Right. A Marxist/materialist reading of TWOK, or people's fascination with it, might suggest people find it relatable because we all live under the degrading yoke of capitalism and must contend with its myriad effects. Therefore, a movie about aging and "blood and thunder" struggle is innately more appealing than bold speculation about humanity's place in the cosmos and the unknown frontiers of existence. The latter is more a project for the 22nd Century and beyond.
But, of course, as you keep saying, these are different movies with different tones and aims. And while that is surely true, you don't seem to notice -- though
Pauln6 did -- that different approaches appeal to different temperaments.

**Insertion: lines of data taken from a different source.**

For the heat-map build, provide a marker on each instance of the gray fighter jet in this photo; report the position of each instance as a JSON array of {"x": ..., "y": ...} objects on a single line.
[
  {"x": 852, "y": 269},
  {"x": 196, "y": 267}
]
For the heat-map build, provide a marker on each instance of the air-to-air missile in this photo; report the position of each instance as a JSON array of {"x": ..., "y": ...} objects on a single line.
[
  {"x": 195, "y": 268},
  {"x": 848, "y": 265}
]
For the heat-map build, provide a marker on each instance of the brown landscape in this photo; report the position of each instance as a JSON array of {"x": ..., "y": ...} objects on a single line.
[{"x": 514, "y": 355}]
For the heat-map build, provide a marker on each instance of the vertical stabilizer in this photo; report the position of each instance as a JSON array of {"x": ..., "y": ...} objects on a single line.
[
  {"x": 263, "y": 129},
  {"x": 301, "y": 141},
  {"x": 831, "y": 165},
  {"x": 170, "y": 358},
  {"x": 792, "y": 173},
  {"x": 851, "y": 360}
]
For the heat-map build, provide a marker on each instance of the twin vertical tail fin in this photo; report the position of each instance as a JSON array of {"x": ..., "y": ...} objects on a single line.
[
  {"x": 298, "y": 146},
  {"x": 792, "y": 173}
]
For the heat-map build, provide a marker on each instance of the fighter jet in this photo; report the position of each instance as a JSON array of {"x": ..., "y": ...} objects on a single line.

Thus, there are some that prefer the more cosmic tone of TMP, and they might find that more applicable to their mental life than a grubby revenge movie like TWOK and its assortment of action-adventure sequels.
I guess what I'm saying is: Different courses for different horses. Dishonesty enters the frame, however, when you act like comparing them is futile, but
then try and implicitly pass TWOK off as the superior one, with veiled hints that it's more grounded and normal and free of the pretense and aggrandisement of TMP. Just say you like one better and one is more Star Trek to you without the dishonest muddying.
I want to connect with these characters. TMP takes that warmth away and its painful because it's like seeing a friend from high school and there's just nothing there. They changed. And that's OK, because people do that. But, that doesn't mean I have to keep that relationship going.
Sure. I think the characters had to be a bit more inward and serious in TMP. By contrast, I find their chipper personalities in TWOK offputting. TMP reinvents the wheel (practically), and then TWOK immediately reinvents (or degrades it) again. It's too much. In TWOK, they were also obviously written and performed to be more "likeable", but that says nothing positive (for me) by itself.
Though, more pointedly, I find neither particularly enjoyable on rewatch so its not a fair comparison anyway.
Well, okay...
But what's the point of posting in a TMP thread, discussing these two films, if you don't even care very much for
either one? I
do care about TMP and that's why I'm here.
Yes, well put, indeed. That is my point summed up quite nicely. I don't want to compare the two at all. Two different pieces telling two different tales.
Demanding they match against each other is silly, at best.
No one is "demanding" that. You had to end on a condescending strawman. The movies obviously diverge. But the point (for some) is that they diverge
so much that it's hard to see them as the same universe, and the relish that went into making TWOK and designing it to "correct" (and essentially obviate) TMP is extremely noxious (for some).